Tim juga meminta nomor registrasi IUP dan RKAB (Rencana Kerja & Anggaran Belanja) jika memang ada, serta informasi mengenai pembayaran pajak juga lokasi pembayaran (provinsi atau Pemkab Bateng), dan besaran pajak yang dibayarkan, namun tidak satu pun jawaban yang signifikan dijawab oleh Jhon
Jhon hanya membenarkan adanya pelanggaran oleh CV.Mitra Engeneering mengenai material pasir yang mereka kirim
“Kami hanya buka PO sama Pak Bambang, dari CV.Mitra Engineering, Namun pasir yang di ambil tidak sesuai dengan izin yang dilampirkan”,Tegas Jhon 25/08/2025.
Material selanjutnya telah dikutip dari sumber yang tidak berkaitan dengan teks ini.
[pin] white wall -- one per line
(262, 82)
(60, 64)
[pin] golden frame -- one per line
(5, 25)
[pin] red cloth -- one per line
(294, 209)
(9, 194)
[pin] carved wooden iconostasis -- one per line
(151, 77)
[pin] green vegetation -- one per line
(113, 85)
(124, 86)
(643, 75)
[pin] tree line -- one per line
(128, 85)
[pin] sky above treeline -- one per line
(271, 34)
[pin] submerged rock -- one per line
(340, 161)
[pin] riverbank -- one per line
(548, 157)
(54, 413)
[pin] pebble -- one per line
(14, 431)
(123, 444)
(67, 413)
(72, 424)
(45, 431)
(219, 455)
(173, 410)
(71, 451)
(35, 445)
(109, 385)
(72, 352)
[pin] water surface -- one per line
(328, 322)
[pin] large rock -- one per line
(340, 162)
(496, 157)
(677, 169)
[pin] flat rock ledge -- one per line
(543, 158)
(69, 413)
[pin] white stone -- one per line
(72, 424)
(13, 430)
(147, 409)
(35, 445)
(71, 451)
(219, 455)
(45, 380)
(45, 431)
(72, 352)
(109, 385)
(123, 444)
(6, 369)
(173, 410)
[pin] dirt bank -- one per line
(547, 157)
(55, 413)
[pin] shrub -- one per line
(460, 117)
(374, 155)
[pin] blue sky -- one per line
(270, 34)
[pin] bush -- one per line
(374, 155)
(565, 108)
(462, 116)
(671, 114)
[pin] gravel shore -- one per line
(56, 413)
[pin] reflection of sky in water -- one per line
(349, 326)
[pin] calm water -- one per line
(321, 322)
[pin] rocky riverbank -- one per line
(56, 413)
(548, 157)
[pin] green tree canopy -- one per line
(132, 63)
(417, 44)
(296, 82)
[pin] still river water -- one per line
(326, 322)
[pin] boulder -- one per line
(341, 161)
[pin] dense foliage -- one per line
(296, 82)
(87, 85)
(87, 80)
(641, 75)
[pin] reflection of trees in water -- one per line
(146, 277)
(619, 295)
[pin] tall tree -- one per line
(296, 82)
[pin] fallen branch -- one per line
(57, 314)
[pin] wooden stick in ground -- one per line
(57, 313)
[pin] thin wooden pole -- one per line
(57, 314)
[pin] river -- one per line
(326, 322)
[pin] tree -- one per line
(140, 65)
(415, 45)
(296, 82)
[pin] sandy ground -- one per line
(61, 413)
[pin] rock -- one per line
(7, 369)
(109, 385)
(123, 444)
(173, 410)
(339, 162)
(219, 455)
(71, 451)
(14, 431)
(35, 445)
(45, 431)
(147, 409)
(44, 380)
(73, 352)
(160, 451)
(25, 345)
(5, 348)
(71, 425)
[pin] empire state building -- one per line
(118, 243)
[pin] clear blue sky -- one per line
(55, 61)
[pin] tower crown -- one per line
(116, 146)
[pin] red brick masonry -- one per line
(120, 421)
Penyataan Jhon dapat disimpulkan bahwa CV.engeneering diduga melakukan pelanggaran, namun hal ini tidak dapat berjalan lancar tanpa tersentuh hukum tanpa adanya dukungan dari pihak pemKab setempat, baik dari dinas maupun desa
Media Targetnews.id sudah mengupayakan konfirmasi ke Bambang sebagai Subkon dari CV.Mitra Engeneering melalui pesan what’sapp pribadinya, namun Sangat disayangkan nomor Tim diblokir, sikap bambang yang memblokir nomor media, seakan buta akan undang-undang mengenai keterbukaan informasi publik, dan semakin memperkuat keyakinan dugaan pelanggaran yang terjadi
Pernyataan dari pihak PemKab melalui Dayat yang bertugas di Dinas PU Bateng bagian Tata ruang, seolah lempar batu sembunyi tangan, hal ini sungguh sangat miris,
Masyarakat meminta agar (APH) aparat penegak hukum, instansi terkait dan Ombudsman, dapat melakukan pengecekan terhadap perusahaan dan oknum-oknum yang melanggar, jika terbukti adanya dukungan oleh oknum pemKab, yang menyalahgunakan wewenangnya, dapat segera ditindak tegas sesuai aturan yang berlaku.